What are Deep Links? Scott Rosenberg recently wrote a piece on Backchannel on Medium about Deep Links. He wrote:
Deep linking means to bore a wormhole-tunnel that hops you directly from a specific spot in one app to a spot in another, no side trip to a browser or a home screen needed.
You get it. If you have Swarm and Foursquare or Facebook and Messenger installed you get pushed from one application to another all the time. Facebook forces you to send private messages via Messenger and Foursquare forces you to check-in via Swarm. So, if you’re in one app and need to do one of those tasks it “deep links” you from one application to another.
Sort of like a hyperlink on the web goes from one web page to another.
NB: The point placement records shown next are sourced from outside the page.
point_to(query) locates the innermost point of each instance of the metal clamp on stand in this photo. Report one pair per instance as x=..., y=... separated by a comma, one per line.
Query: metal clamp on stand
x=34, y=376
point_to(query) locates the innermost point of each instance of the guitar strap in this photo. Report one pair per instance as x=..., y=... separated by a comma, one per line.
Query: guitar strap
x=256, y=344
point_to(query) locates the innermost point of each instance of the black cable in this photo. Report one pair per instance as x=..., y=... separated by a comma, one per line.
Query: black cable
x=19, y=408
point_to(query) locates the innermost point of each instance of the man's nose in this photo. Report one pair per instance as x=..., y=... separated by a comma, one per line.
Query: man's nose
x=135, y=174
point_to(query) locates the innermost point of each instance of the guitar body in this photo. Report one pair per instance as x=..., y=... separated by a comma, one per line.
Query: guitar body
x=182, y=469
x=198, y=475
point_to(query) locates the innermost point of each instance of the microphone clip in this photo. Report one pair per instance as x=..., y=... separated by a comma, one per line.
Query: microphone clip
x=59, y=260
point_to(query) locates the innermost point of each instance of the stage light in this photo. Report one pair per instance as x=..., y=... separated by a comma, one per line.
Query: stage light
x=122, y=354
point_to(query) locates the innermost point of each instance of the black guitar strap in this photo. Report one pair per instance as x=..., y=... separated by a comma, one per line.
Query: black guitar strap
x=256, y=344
Rosenberg goes on to state why he thinks they’ve failed (so far). Here is my reason:
They aren’t discoverable. They can’t easily be found, written, or shared. You may see one from time-to-time. For example, if you click on a Periscope link on Twitter you will be asked to open Periscope to view the live video stream. This is a “deep link”. And, the URL for the deep link looks sort of familiar but also foreign and weird. It is typically something like pscp://broadcast/2034390
To me that reads; open Periscope to this broadcast.
Wouldn’t it be cool if I could hand-write some Periscope links to send people to one of my broadcasts? A friend’s broadcast? Or my profile? I asked Periscope about this 3 days ago on Twitter. No response from them.
I think if “deep links” could be more easily written and shared we’d see a huge increase in their usage.
Note: I found Rosenberg’s Medium piece via Jeremy Keith.
Edited for content and clarity on October 11, 2016. Essentially I removed my argument that they are poorly named and focused on the much more important issue with deep links; discoverability.